Ein wichtiger Aspekt der Erfindung ist die Fähigkeit, für eine große Anzahl von Verbindungen
(wirkungsvollen Treffern) eine Profilbestimmung auszuführen, um
im Hinblick auf Verfahren des Stands der Technik verbesserte Führungssubstanzen
herzustellen.
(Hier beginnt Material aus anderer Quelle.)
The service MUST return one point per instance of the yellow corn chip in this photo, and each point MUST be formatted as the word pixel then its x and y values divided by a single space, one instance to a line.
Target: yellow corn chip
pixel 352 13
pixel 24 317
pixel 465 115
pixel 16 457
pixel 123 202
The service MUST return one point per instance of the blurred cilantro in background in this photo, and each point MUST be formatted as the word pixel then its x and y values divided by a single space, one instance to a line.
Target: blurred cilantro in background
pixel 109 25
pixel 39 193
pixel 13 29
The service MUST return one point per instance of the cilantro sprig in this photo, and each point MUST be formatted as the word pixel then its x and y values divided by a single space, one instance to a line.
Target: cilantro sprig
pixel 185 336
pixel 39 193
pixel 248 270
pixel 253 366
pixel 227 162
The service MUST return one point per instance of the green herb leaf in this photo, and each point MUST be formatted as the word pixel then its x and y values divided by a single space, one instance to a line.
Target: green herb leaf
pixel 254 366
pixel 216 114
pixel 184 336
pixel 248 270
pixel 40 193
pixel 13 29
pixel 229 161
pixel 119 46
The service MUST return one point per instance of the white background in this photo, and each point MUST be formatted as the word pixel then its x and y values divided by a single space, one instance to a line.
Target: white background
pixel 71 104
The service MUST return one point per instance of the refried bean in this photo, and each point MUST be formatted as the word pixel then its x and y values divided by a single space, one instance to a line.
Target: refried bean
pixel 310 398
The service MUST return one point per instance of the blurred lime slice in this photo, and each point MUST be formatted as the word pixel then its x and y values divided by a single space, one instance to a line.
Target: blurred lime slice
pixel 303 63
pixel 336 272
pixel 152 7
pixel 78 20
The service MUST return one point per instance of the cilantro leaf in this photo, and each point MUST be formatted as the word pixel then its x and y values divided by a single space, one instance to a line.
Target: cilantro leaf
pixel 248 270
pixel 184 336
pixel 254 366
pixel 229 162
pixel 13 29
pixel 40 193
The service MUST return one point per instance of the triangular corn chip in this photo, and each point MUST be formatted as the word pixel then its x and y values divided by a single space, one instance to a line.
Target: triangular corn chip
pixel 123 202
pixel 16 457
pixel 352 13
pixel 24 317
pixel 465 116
Diesbezüglich,
um den Profilbestimmungsschritt (b) zu erleichtern, hat der Anmelder
ein Konzept der Hochdurchsatz-Profilbestimmung (High Throughput
Profiling „HTP") entwickelt, die
es erlaubt, zahlreiche Verbindungen (beispielsweise im Bereich von
einem bis zweihundert) schnell in vitro gegenüber einer großen Anzahl
von Zielstrukturen, wie sie oben offenbart sind, zu testen. Insbesondere
umfasst dieses HTP ein Robotersystem, das in der Lage ist, bis zu
20 Protokolle (ein Protokoll pro Zielstruktur) pro Tag auszuführen. Dieses
Verfahren ist in den Beispielen detaillierter offenbart. Grundsätzlich wird,
in einer besonderen Ausführungsform
der Erfindung, die HTP ausgeführt,
indem eine Vorrichtung verwendet wird, welche die folgenden Elemente
umfasst:
- – Arbeitsstationen,
umfassend:
- • mehrere
Inkubatoren, vorzugsweise 2 oder 3
- • eine
oder mehr Filtrierstationen
- • Reagenzien-Spender
- – Behälter, vorzugsweise
Platten und
- – Mittel,
um die Behälter
zu den verschiedenen Arbeitsstationen zu bewegen.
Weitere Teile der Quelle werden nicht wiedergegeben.